Parkinson's disease affects more than 10 million people worldwide and carries no cure. Among its genetic drivers, leucine-rich repeat kinase 2, LRRK2, stands out as the most frequently mutated gene in familial cases, and its variants also contribute to sporadic disease. Pathogenic mutations elevate LRRK2 kinase activity, which in turn disrupts downstream Rab GTPase signaling and drives hallmark cellular phenotypes including centrosomal cohesion defects and impaired ciliogenesis. ATP-competitive type I inhibitors can suppress this aberrant activity, but they stabilize a closed kinase conformation that causes LRRK2 to mislocalize into filamentous, microtubule-associated structures, an effect linked to lung and kidney toxicities observed in preclinical models. Alternative strategies that inhibit pathogenic LRRK2 activity without perturbing its physiological distribution remain an open challenge.

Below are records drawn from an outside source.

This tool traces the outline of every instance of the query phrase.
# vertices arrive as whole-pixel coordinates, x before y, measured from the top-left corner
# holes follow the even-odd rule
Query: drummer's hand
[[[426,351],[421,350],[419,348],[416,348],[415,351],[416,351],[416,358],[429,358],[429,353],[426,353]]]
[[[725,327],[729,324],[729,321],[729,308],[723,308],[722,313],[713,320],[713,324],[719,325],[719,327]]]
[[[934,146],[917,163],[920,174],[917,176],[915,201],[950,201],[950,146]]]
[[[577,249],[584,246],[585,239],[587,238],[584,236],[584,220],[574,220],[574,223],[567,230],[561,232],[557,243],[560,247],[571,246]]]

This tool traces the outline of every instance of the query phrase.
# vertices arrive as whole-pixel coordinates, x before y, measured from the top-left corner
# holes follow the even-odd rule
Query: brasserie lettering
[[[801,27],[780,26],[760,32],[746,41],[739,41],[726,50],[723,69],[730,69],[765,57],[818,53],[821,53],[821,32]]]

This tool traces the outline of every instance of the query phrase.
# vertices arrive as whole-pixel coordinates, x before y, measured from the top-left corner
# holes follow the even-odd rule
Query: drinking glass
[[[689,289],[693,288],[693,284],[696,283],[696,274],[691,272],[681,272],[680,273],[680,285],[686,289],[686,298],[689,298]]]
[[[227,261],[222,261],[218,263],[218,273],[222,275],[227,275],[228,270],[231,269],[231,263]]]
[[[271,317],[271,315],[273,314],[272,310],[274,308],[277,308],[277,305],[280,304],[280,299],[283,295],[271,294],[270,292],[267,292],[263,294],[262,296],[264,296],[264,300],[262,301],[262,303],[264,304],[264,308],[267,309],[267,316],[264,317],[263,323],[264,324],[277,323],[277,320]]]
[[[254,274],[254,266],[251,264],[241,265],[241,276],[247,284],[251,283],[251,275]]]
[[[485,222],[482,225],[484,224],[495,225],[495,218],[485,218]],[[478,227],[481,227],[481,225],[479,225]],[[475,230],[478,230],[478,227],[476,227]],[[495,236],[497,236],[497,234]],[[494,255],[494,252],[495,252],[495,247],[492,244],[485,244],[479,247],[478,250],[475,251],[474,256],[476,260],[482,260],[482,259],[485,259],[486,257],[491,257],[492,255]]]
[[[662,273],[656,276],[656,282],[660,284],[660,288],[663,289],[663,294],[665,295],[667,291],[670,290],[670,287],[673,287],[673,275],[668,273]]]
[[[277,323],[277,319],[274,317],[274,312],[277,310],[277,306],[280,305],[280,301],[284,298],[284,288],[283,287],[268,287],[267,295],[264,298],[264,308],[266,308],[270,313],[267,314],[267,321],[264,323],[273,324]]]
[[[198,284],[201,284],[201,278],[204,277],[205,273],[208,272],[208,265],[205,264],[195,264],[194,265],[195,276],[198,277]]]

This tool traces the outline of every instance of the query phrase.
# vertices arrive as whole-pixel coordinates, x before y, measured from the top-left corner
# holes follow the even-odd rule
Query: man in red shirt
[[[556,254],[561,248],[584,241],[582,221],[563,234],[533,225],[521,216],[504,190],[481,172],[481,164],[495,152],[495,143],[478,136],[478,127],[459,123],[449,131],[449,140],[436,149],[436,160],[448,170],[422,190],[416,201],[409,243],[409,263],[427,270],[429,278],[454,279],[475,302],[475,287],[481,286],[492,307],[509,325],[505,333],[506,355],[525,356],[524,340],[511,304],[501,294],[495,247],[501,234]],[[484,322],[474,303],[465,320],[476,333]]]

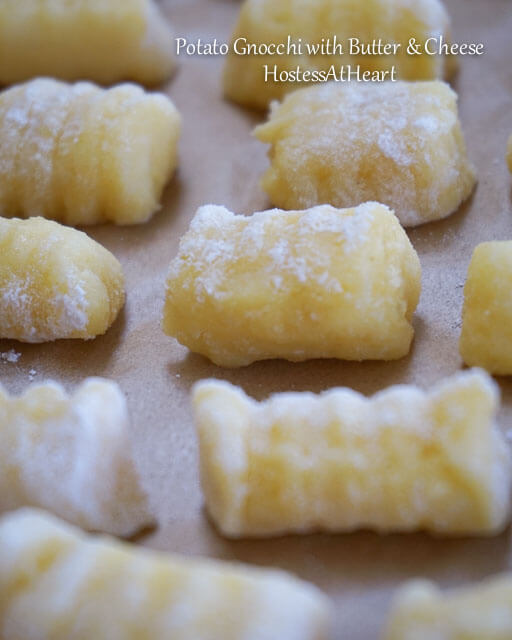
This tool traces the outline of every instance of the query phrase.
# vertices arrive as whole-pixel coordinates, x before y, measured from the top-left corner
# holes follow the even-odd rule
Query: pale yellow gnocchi
[[[164,95],[37,79],[0,94],[0,211],[70,225],[146,222],[177,164]]]
[[[0,84],[36,76],[157,84],[175,67],[154,0],[2,0]]]
[[[297,69],[304,84],[311,81],[307,74],[331,67],[384,72],[385,80],[393,69],[393,79],[444,78],[455,58],[436,50],[441,38],[449,44],[450,31],[440,0],[246,0],[224,71],[225,93],[265,109],[297,88]],[[408,55],[411,39],[420,55]]]
[[[510,136],[510,138],[508,139],[507,144],[507,164],[512,173],[512,136]]]
[[[288,574],[0,519],[2,640],[326,640],[328,600]]]
[[[206,507],[233,538],[314,531],[492,535],[509,520],[510,452],[480,370],[424,392],[193,391]]]
[[[512,638],[512,575],[442,592],[431,582],[406,584],[395,599],[385,640]]]
[[[104,334],[124,305],[121,265],[85,233],[43,218],[0,218],[0,338]]]
[[[271,145],[263,189],[283,209],[377,200],[416,226],[453,213],[475,185],[457,96],[442,82],[301,89],[255,135]]]
[[[126,400],[90,378],[10,396],[0,385],[0,510],[41,507],[93,531],[130,535],[154,519],[132,460]]]
[[[419,259],[378,203],[339,210],[202,207],[167,279],[163,328],[218,365],[407,355]]]
[[[512,375],[512,241],[476,247],[464,287],[459,349],[464,362]]]

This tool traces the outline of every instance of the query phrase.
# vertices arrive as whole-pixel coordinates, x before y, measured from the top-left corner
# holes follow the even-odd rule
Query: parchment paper
[[[486,46],[485,55],[461,59],[453,83],[479,184],[458,213],[409,234],[423,266],[416,340],[409,357],[363,364],[270,361],[228,371],[189,354],[162,333],[167,268],[196,208],[212,202],[252,213],[268,205],[258,186],[267,166],[266,148],[250,136],[264,116],[223,101],[220,57],[180,56],[179,72],[165,88],[184,115],[184,131],[180,169],[162,211],[139,227],[86,229],[118,256],[125,270],[128,301],[113,328],[92,342],[31,346],[0,341],[0,352],[13,348],[22,354],[17,363],[0,362],[0,379],[10,391],[24,389],[31,370],[36,371],[36,382],[53,378],[68,388],[86,376],[105,376],[121,385],[133,419],[136,463],[160,523],[139,543],[292,571],[332,597],[336,640],[377,638],[394,589],[406,579],[423,576],[448,587],[510,567],[510,531],[491,539],[362,532],[224,540],[202,510],[188,393],[196,380],[217,377],[241,385],[258,399],[278,391],[319,392],[340,385],[371,394],[396,383],[428,386],[461,368],[457,343],[462,287],[472,250],[484,240],[512,238],[512,179],[504,160],[512,133],[512,2],[446,0],[446,5],[454,40]],[[169,0],[162,6],[177,35],[228,41],[240,2]],[[512,378],[498,382],[504,401],[501,425],[512,429]]]

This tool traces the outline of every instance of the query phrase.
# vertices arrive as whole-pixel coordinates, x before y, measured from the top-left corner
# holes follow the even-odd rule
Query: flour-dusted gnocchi
[[[2,640],[326,640],[327,598],[288,574],[0,519]]]
[[[125,84],[33,80],[0,94],[0,211],[66,224],[137,224],[159,209],[181,118]]]
[[[2,0],[0,84],[36,76],[157,84],[175,66],[154,0]]]
[[[429,392],[285,393],[226,382],[193,392],[207,509],[223,534],[424,529],[490,535],[509,519],[498,391],[480,370]]]
[[[476,247],[464,288],[460,353],[464,362],[512,375],[512,241]]]
[[[418,256],[378,203],[264,211],[208,205],[167,280],[164,331],[218,365],[393,360],[414,335]]]
[[[10,396],[0,385],[0,510],[48,509],[85,529],[130,535],[152,524],[119,387],[90,378]]]
[[[262,186],[284,209],[377,200],[415,226],[453,213],[475,184],[457,96],[442,82],[301,89],[255,135],[271,145]]]
[[[512,575],[446,593],[431,582],[406,584],[396,597],[385,640],[512,638]]]
[[[435,53],[441,38],[449,43],[450,31],[439,0],[246,0],[224,72],[225,93],[265,109],[296,89],[297,80],[307,83],[331,68],[340,74],[343,67],[345,80],[353,80],[358,68],[378,72],[382,80],[443,78],[455,58],[427,55],[424,46]],[[420,55],[407,53],[413,38],[423,48]],[[265,55],[274,45],[281,47],[279,55]]]
[[[507,144],[507,164],[508,168],[512,172],[512,136],[510,136],[510,138],[508,139]]]
[[[0,218],[0,338],[48,342],[104,334],[125,299],[114,256],[43,218]]]

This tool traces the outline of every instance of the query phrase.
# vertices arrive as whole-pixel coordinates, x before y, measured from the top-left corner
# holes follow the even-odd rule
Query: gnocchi
[[[0,210],[69,225],[146,222],[177,164],[164,95],[37,79],[0,94]]]
[[[464,362],[512,375],[512,242],[476,247],[464,287],[459,349]]]
[[[85,529],[130,535],[152,524],[130,452],[119,387],[90,378],[19,397],[0,385],[0,510],[41,507]]]
[[[285,393],[257,403],[196,384],[206,506],[232,538],[424,529],[492,535],[509,520],[510,452],[483,371],[428,392]]]
[[[284,209],[377,200],[412,227],[450,215],[475,185],[457,96],[442,82],[300,89],[255,135],[271,145],[263,189]]]
[[[329,604],[274,570],[87,537],[35,510],[0,519],[3,640],[326,640]]]
[[[173,32],[154,0],[2,0],[0,84],[36,76],[159,84]]]
[[[456,58],[429,55],[425,47],[450,37],[450,18],[440,0],[246,0],[233,33],[224,91],[235,102],[266,109],[297,88],[297,69],[301,78],[331,68],[396,71],[403,80],[444,78],[456,68]],[[412,38],[419,55],[407,53]],[[270,52],[257,55],[265,47]]]
[[[442,593],[416,580],[400,590],[385,640],[506,640],[512,637],[512,575]]]
[[[114,256],[43,218],[0,218],[0,338],[49,342],[104,334],[124,305]]]
[[[163,328],[215,364],[407,355],[419,259],[378,203],[245,217],[202,207],[167,279]]]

Researchers in the Kennedy Group at the University of North Carolina at Chapel Hill, published in Bioorganic Chemistry, set out to exploit a structural feature of LRRK2 that had been overlooked as a drug target. Cryo-EM structures of full-length monomeric LRRK2 reveal that a C-terminal helix leans against the back of the kinase domain and contacts the ankyrin and C-terminal of ROC domains, suggesting a scaffolding role that may regulate kinase activity through intramolecular domain-domain interactions. The team designed a focused library of 24-residue hydrocarbon-stapled peptides, termed C-terminal helix Inhibitory Peptides, CTIPs, derived from this helix sequence. Staples were formed by incorporating (S)-N-Fmoc-2-(4-pentenyl)alanine at i and i+4 positions and cyclizing via ring-closing metathesis, constraining the peptides into stable α-helical conformations. Methionine residues were replaced with norleucine to improve oxidative stability, and an N-terminal PEG3 linker was added to improve hydrophilicity. Peptides were assembled by Fmoc-based SPPS on Rink amide MBHA resin and purified by RP-HPLC.
Circular dichroism spectroscopy confirmed that CTIP3 and CTIP4, the two lead candidates, display characteristic α-helical minima at 208 and 222 nm, while their unstapled counterpart shows a random-coil signature. Fluorescence microscopy and flow cytometry in RAW264.7 macrophages, which express high endogenous LRRK2 levels, demonstrated efficient intracellular accumulation of FAM-labeled CTIPs at 10 μM. Both peptides reduced phosphorylation of the LRRK2 substrates Rab10 at T73 and Rab12 at S106 by up to 65% across a 1 to 5 μM concentration range in RAW264.7 cells, with up to 90% inhibition of Rab10 phosphorylation in HEK293 cells. Scrambled control peptides, CTIPScr3 and CTIPScr4, produced no measurable reduction in substrate phosphorylation, establishing sequence-dependent inhibition. Streptavidin pull-down assays using biotinylated CTIPs confirmed direct engagement of endogenous LRRK2 in RAW264.7, A549, and HEK293 cell lysates, while scrambled controls failed to enrich the kinase.
Microscale thermophoresis with purified full-length LRRK2 yielded dissociation constants of 5.5 μM for CTIP3 and 10.3 μM for CTIP4, providing quantitative, cell-free binding evidence. Western blot analysis showed no reduction in LRRK2 phosphorylation at Ser935 upon CTIP treatment, a site whose dephosphorylation is a hallmark of type I inhibitor engagement. GFP-tagged LRRK2 maintained diffuse cytosolic distribution in CTIP-treated HEK293 and RAW264.7 cells, in contrast to the filamentous relocalization induced by MLi-2. In LRRK2 R1441C knock-in mouse embryonic fibroblasts, both CTIPs restored centrosomal cohesion at 5 and 10 μM within 4 hours, and rescued ciliogenesis at 2.5 μM under serum-free conditions, achieving rescue levels comparable to MLi-2. Neither peptide affected LRRK2 protein levels or cell viability over treatment periods of up to 72 hours.
These findings position the LRRK2 C-terminal helix as a regulatory element amenable to allosteric peptide intervention and introduce CTIPs as the first peptide-based modulators of this interface. Because the C-terminal helix sequence diverges considerably from that of the closest LRRK2 homolog, LRRK1, and from other kinases, a degree of selectivity appears plausible, though kinome-wide profiling will be needed to confirm specificity. CTIPs are not expected to cross the blood-brain barrier in their current form, but the authors note that sequence modifications incorporating cell-penetrating motifs such as penetratin or RVG-29, or encapsulation in nanoparticles or extracellular vesicles, could extend CNS access. Peripheral tissues and immune cells also express LRRK2 at high levels and are relevant to PD pathology as well as Crohn's disease, providing additional therapeutic contexts that do not require central nervous system delivery. Future structural studies of LRRK2 bound to CTIPs should clarify the precise allosteric mechanism and guide next-generation optimization.